The combination of physical exertion and minimal sleep caught up with me that weekend. I got a cold (fever, sore throat, etc) which was followed by a week or so of congestion and a dry, hacking cough. It took me a while to feel like a normal person again.

All of this was an obvious reminder to me to take care of my body. It’s OK to be in my 30s, in love with dancing, and willing to squeeze it in between normal work and family obligations. It’s OK to have late nights. But I have to remember that I need to rest after exertion – especially if I’ve lost sleep. Otherwise, I’ll suffer – both from being sick and missing out on more dancing!

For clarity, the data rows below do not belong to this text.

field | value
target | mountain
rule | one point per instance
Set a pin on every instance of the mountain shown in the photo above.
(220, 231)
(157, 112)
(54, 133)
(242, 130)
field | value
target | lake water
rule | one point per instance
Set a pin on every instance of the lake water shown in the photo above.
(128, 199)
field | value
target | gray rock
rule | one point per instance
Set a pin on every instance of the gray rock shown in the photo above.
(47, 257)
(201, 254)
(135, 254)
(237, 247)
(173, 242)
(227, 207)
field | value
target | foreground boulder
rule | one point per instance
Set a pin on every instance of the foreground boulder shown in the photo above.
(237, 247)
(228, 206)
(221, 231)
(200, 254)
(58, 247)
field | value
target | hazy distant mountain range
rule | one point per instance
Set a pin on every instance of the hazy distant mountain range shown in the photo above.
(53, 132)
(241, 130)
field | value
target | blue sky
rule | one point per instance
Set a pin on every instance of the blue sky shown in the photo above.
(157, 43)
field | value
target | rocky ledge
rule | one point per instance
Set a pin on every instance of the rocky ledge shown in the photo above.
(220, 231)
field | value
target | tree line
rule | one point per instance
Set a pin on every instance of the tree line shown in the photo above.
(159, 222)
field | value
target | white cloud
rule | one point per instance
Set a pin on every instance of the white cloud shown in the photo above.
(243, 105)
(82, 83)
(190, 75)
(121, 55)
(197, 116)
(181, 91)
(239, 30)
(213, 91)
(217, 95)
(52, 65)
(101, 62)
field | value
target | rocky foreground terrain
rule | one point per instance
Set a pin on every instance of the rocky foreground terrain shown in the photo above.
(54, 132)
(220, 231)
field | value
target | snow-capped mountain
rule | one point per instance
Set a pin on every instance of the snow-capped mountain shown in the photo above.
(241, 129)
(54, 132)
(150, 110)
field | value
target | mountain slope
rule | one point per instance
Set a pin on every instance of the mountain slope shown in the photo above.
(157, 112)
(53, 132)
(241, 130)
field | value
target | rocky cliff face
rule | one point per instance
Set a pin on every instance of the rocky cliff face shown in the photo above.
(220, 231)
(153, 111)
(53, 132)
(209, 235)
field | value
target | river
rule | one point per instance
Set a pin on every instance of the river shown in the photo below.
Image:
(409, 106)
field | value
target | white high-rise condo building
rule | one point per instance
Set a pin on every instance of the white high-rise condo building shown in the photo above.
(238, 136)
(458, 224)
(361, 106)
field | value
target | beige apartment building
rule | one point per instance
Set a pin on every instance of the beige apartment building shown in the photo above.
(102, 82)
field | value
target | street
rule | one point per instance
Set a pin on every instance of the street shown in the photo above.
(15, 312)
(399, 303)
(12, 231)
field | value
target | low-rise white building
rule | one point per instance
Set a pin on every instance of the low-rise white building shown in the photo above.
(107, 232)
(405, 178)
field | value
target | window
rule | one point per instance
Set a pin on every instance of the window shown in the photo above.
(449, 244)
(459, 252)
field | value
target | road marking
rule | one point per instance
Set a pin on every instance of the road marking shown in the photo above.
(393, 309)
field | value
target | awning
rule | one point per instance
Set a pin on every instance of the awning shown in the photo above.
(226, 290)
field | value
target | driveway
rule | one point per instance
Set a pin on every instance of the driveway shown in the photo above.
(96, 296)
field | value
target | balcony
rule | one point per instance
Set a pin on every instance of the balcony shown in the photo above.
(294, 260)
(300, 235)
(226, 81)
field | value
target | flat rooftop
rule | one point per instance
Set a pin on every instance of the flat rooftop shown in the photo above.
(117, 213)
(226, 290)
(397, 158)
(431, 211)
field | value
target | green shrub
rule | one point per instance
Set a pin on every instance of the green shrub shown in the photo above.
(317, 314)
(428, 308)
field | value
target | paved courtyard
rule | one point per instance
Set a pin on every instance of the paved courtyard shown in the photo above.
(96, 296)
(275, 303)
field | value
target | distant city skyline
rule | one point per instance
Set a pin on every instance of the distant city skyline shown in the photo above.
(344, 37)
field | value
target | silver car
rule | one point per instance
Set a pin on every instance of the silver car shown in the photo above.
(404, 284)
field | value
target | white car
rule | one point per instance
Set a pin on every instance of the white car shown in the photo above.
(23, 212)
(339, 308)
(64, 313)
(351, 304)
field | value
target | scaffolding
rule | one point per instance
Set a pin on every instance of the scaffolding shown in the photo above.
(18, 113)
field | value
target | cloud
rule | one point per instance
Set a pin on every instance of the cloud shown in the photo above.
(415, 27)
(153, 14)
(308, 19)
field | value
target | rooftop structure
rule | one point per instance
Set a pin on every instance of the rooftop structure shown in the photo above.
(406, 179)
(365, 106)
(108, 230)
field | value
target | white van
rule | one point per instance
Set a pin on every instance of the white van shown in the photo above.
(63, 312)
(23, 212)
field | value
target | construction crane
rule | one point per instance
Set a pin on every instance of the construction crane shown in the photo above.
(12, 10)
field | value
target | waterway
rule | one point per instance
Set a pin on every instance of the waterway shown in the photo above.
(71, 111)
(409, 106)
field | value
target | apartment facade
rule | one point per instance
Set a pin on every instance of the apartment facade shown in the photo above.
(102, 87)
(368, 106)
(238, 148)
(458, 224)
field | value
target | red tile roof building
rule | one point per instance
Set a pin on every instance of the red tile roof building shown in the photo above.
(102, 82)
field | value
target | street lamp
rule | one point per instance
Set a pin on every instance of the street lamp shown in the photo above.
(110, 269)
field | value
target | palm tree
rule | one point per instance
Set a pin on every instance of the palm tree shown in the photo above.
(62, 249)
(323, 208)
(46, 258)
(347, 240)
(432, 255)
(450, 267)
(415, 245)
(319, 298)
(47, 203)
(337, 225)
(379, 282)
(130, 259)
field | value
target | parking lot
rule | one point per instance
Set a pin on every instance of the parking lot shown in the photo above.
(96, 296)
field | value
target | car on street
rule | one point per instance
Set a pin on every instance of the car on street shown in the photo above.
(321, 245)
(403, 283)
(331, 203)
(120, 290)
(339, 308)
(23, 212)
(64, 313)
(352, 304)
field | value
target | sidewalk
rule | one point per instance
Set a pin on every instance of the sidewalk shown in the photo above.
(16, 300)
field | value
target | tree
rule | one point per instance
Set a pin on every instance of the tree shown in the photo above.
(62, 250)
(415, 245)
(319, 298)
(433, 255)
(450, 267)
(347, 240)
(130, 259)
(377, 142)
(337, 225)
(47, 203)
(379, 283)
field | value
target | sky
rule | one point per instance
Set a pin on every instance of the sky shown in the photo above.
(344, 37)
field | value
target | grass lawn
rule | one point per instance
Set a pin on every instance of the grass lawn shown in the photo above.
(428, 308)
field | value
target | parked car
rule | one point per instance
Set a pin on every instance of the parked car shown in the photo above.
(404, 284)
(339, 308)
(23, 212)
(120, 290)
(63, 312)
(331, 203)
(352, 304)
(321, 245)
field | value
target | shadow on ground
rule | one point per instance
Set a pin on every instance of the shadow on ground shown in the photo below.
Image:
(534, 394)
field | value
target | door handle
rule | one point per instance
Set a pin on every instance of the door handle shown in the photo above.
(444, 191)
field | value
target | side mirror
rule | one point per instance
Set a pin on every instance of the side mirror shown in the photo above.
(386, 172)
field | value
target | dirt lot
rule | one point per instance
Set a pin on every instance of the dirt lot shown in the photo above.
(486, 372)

Today, I exercised for the first time since that dance-crazy week by taking a Zumba class. I decided to consciously give myself some rest (instead of lazing around watching Hulu, playing on my iPad, or stressing about my holiday to-do list). I’m actually surprised by how much I conked out! I hadn’t realized how tired I was until I gave myself the space to rest.

Now I’m awake, about to re-energize a bit with some Rooibos Chai, and writing this post 🙂

Maybe it’s a good reminder to you too. Do you overdo it sometimes and forget to create time and space to rest? I think we all need that – especially with the holidays coming up.